Citing the demolition of Babri Masjid in 1992, Dhavan said: "What was destroyed was of Muslims, the right of its reconstruction and restoration can only be with the Muslims."
Senior advocate C S Vaidyanathan, appearing for the Hindu party, told the court that Sunni Waqf Board and other Muslim litigants have failed to prove that Mughal emperor Babur constructed the mosque at the disputed Ram Janmbhoomi-Babri Masjid site in Ayodhya.
He said that it was the case of the Muslim party that the mosque in question was built by the state (Babur) on the land belonging to the state, but it has not been proved by them.
A brief recap of the case
Fourteen appeals have been filed in the Supreme Court against the Allahabad High Court’s 2010 judgment, delivered in four civil suits, which had partitioned the 2.77-acre disputed land equally among the three parties -- the Sunni Waqf Board, the Nirmohi Akhara and Ram Lalla.
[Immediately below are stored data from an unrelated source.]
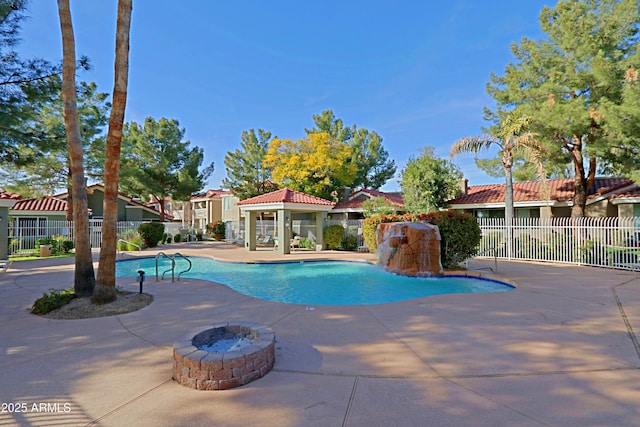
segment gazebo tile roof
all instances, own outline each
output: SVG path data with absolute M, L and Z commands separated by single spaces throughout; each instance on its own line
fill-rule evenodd
M 268 203 L 293 203 L 300 205 L 324 205 L 334 206 L 335 203 L 320 197 L 312 196 L 301 191 L 283 188 L 260 196 L 250 197 L 238 202 L 239 206 L 261 205 Z

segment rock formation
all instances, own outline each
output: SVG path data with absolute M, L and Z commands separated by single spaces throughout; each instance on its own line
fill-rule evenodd
M 440 230 L 425 222 L 378 225 L 378 264 L 405 276 L 440 276 Z

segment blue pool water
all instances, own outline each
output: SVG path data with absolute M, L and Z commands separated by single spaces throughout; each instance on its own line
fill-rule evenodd
M 182 275 L 218 282 L 237 292 L 268 301 L 306 305 L 361 305 L 405 301 L 430 295 L 505 292 L 506 283 L 481 278 L 447 276 L 417 278 L 399 276 L 377 265 L 345 261 L 305 261 L 277 264 L 245 264 L 190 257 L 193 268 Z M 147 286 L 155 284 L 155 258 L 118 261 L 117 277 L 146 273 Z M 170 268 L 160 259 L 159 272 Z M 187 262 L 176 259 L 176 275 Z M 170 273 L 167 273 L 170 281 Z M 165 281 L 167 280 L 165 276 Z M 158 282 L 162 283 L 162 282 Z M 165 282 L 166 283 L 166 282 Z

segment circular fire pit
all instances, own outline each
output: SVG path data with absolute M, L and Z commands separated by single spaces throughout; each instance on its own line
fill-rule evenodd
M 273 367 L 275 340 L 264 325 L 216 323 L 173 344 L 173 379 L 197 390 L 248 384 Z

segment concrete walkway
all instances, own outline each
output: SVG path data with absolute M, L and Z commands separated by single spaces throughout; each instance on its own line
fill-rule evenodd
M 285 259 L 345 256 L 368 255 Z M 518 288 L 314 310 L 211 282 L 148 281 L 155 300 L 140 311 L 50 320 L 28 308 L 72 286 L 73 260 L 14 262 L 0 276 L 0 426 L 640 426 L 640 276 L 500 262 L 496 277 Z M 133 278 L 118 285 L 137 290 Z M 225 391 L 172 381 L 172 343 L 231 320 L 275 331 L 274 369 Z

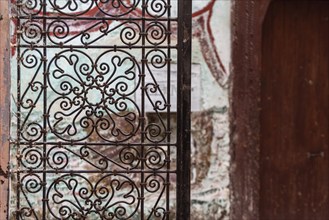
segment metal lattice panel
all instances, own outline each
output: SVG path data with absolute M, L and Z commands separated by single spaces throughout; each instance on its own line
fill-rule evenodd
M 189 202 L 177 198 L 184 192 L 176 187 L 184 166 L 178 165 L 184 109 L 180 103 L 171 107 L 172 93 L 189 103 L 182 95 L 189 85 L 181 90 L 183 84 L 171 83 L 173 71 L 183 74 L 177 57 L 188 51 L 179 43 L 181 5 L 170 0 L 12 3 L 11 217 L 177 218 L 177 199 L 178 206 Z M 178 76 L 179 83 L 183 80 Z

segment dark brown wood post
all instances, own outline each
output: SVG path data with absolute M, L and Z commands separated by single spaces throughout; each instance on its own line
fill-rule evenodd
M 259 219 L 261 33 L 271 0 L 234 1 L 232 19 L 231 219 Z
M 10 125 L 9 1 L 0 0 L 0 219 L 7 219 Z

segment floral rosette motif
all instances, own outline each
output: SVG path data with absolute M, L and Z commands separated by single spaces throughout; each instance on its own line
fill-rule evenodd
M 133 100 L 139 72 L 134 57 L 120 50 L 107 50 L 95 61 L 79 50 L 56 54 L 48 68 L 56 94 L 48 107 L 52 133 L 65 141 L 85 140 L 93 133 L 106 142 L 132 138 L 140 120 Z

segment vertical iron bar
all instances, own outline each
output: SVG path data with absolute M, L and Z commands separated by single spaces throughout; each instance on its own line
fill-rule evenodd
M 167 44 L 168 46 L 170 46 L 171 44 L 171 22 L 170 22 L 170 16 L 171 16 L 171 2 L 170 0 L 167 1 L 167 33 L 166 33 L 166 37 L 167 37 Z M 171 142 L 171 124 L 170 124 L 170 119 L 171 119 L 171 99 L 170 99 L 170 90 L 171 90 L 171 53 L 170 53 L 170 48 L 167 49 L 167 58 L 168 60 L 166 60 L 167 62 L 167 157 L 166 157 L 166 161 L 167 161 L 167 176 L 166 176 L 166 217 L 165 219 L 169 220 L 169 213 L 170 213 L 170 142 Z
M 19 14 L 20 9 L 18 9 L 18 6 L 16 5 L 17 8 L 17 14 Z M 17 27 L 16 29 L 21 29 L 21 21 L 19 18 L 17 18 Z M 21 138 L 21 49 L 19 47 L 20 45 L 20 35 L 16 36 L 16 40 L 17 40 L 17 137 L 16 137 L 16 152 L 18 154 L 20 154 L 20 138 Z M 16 201 L 16 219 L 19 220 L 19 216 L 20 216 L 20 166 L 21 166 L 21 161 L 16 158 L 17 161 L 17 184 L 16 184 L 16 194 L 17 194 L 17 201 Z
M 47 0 L 43 0 L 43 44 L 47 45 Z M 43 142 L 47 142 L 47 48 L 43 48 Z M 43 191 L 42 191 L 42 219 L 46 220 L 46 193 L 47 193 L 47 145 L 43 145 Z
M 178 1 L 177 219 L 190 219 L 192 0 Z
M 145 10 L 146 10 L 146 1 L 142 0 L 142 46 L 145 45 Z M 141 123 L 141 143 L 143 144 L 145 141 L 145 63 L 147 62 L 145 58 L 145 48 L 142 48 L 142 123 Z M 144 145 L 141 146 L 141 170 L 144 170 Z M 141 220 L 144 219 L 144 187 L 145 187 L 145 177 L 144 177 L 144 172 L 141 172 Z

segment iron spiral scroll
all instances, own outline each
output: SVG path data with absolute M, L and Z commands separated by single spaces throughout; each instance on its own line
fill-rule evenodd
M 175 215 L 177 5 L 12 0 L 11 217 Z

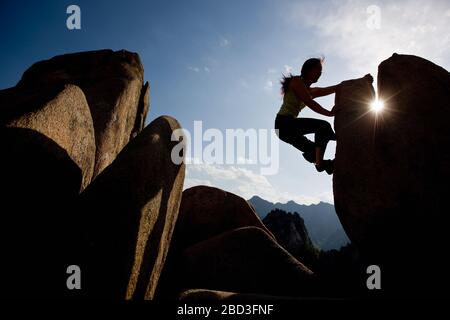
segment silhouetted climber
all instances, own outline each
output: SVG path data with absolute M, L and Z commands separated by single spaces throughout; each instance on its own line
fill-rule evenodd
M 333 173 L 333 160 L 324 160 L 323 155 L 330 140 L 336 140 L 331 125 L 328 121 L 314 118 L 297 117 L 305 107 L 325 116 L 334 116 L 334 107 L 331 111 L 324 109 L 313 99 L 326 96 L 336 92 L 338 85 L 325 88 L 311 88 L 311 84 L 317 82 L 322 74 L 323 59 L 311 58 L 305 61 L 301 74 L 288 77 L 283 76 L 281 80 L 281 91 L 283 103 L 275 118 L 275 129 L 278 129 L 278 137 L 303 152 L 303 157 L 315 163 L 319 172 Z M 304 135 L 314 133 L 314 142 Z

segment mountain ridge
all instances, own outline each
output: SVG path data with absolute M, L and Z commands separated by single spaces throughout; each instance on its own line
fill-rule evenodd
M 258 195 L 252 196 L 247 201 L 255 208 L 261 220 L 273 209 L 299 213 L 305 221 L 311 240 L 322 250 L 339 249 L 350 242 L 336 215 L 334 205 L 330 203 L 321 201 L 317 204 L 304 205 L 293 200 L 273 203 Z

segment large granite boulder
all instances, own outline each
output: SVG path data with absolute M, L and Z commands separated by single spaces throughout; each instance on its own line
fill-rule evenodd
M 186 248 L 246 226 L 259 227 L 273 237 L 244 198 L 215 187 L 195 186 L 183 191 L 174 241 Z
M 0 282 L 7 298 L 60 298 L 67 292 L 82 172 L 46 135 L 0 126 Z
M 67 84 L 32 91 L 1 90 L 0 125 L 31 129 L 53 140 L 80 168 L 79 190 L 90 183 L 95 164 L 94 127 L 85 95 L 79 87 Z M 11 139 L 12 143 L 14 137 Z M 64 184 L 59 187 L 64 188 Z
M 25 71 L 16 88 L 39 90 L 70 83 L 83 90 L 95 128 L 95 177 L 144 126 L 149 87 L 143 78 L 138 54 L 98 50 L 39 61 Z
M 336 212 L 385 288 L 433 294 L 448 284 L 450 74 L 423 58 L 394 54 L 378 68 L 385 108 L 369 110 L 370 77 L 336 95 Z
M 76 232 L 69 209 L 95 163 L 82 90 L 70 84 L 1 90 L 0 149 L 4 294 L 61 297 Z
M 255 209 L 244 198 L 215 187 L 195 186 L 183 191 L 177 225 L 156 298 L 173 299 L 180 289 L 182 255 L 185 249 L 224 232 L 241 227 L 259 228 L 276 242 Z M 233 262 L 240 265 L 238 259 Z
M 292 301 L 300 303 L 304 301 L 302 297 L 289 297 L 289 296 L 271 296 L 265 294 L 254 294 L 254 293 L 240 293 L 240 292 L 230 292 L 230 291 L 220 291 L 211 289 L 185 289 L 180 292 L 179 301 L 188 303 L 198 303 L 198 302 L 218 302 L 218 301 L 267 301 L 267 302 L 277 302 L 277 301 Z
M 179 128 L 169 116 L 152 121 L 81 194 L 88 297 L 153 298 L 183 189 L 184 162 L 171 158 Z
M 190 246 L 182 254 L 180 267 L 184 288 L 292 296 L 315 292 L 313 272 L 271 235 L 253 226 Z
M 360 246 L 363 239 L 373 239 L 367 230 L 371 225 L 370 218 L 361 210 L 372 210 L 374 203 L 366 197 L 377 195 L 369 191 L 374 183 L 371 175 L 378 173 L 374 166 L 377 151 L 373 147 L 376 115 L 370 111 L 370 104 L 375 99 L 372 82 L 370 75 L 343 81 L 335 98 L 334 206 L 350 239 Z

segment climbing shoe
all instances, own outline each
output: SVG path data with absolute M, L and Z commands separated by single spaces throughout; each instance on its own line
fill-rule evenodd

Initially, five lawsuits were filed in the lower court. The first one was filed by Gopal Singh Visharad, a devotee of 'Ram Lalla', in 1950 to seek enforcement of the right to worship of Hindus at the disputed site.
In the same year, the Paramahansa Ramachandra Das had also filed the lawsuit for continuation of worship and keeping the idols under the central dome of the now-demolished disputed structure. The plea was later withdrawn.
Later, the Nirmohi Akahara also moved the trial court in 1959 seeking management and 'shebaiti' (devotee) rights over the 2.77 acre disputed land.
Then came the lawsuit of the Uttar Pradesh Sunni Central Wakf Board which moved the court in 1961, claiming title right over the disputed property.
The deity, 'Ram Lalla Virajman' through next friend and former Allahabad High Court judge Deoki Nandan Agrawal, and the Janambhoomi (the birthplace) moved the lawsuit in 1989, seeking title right over the entire disputed property on the key ground that the land itself has the character of the deity and of a 'Juristic entity'.
Later, all the lawsuits were transferred to the Allahabad High Court for adjudication following the demolition of the disputed Ram Janambhoomi-Babri masjid structure on December 6, 1992, sparking communal riots in the country.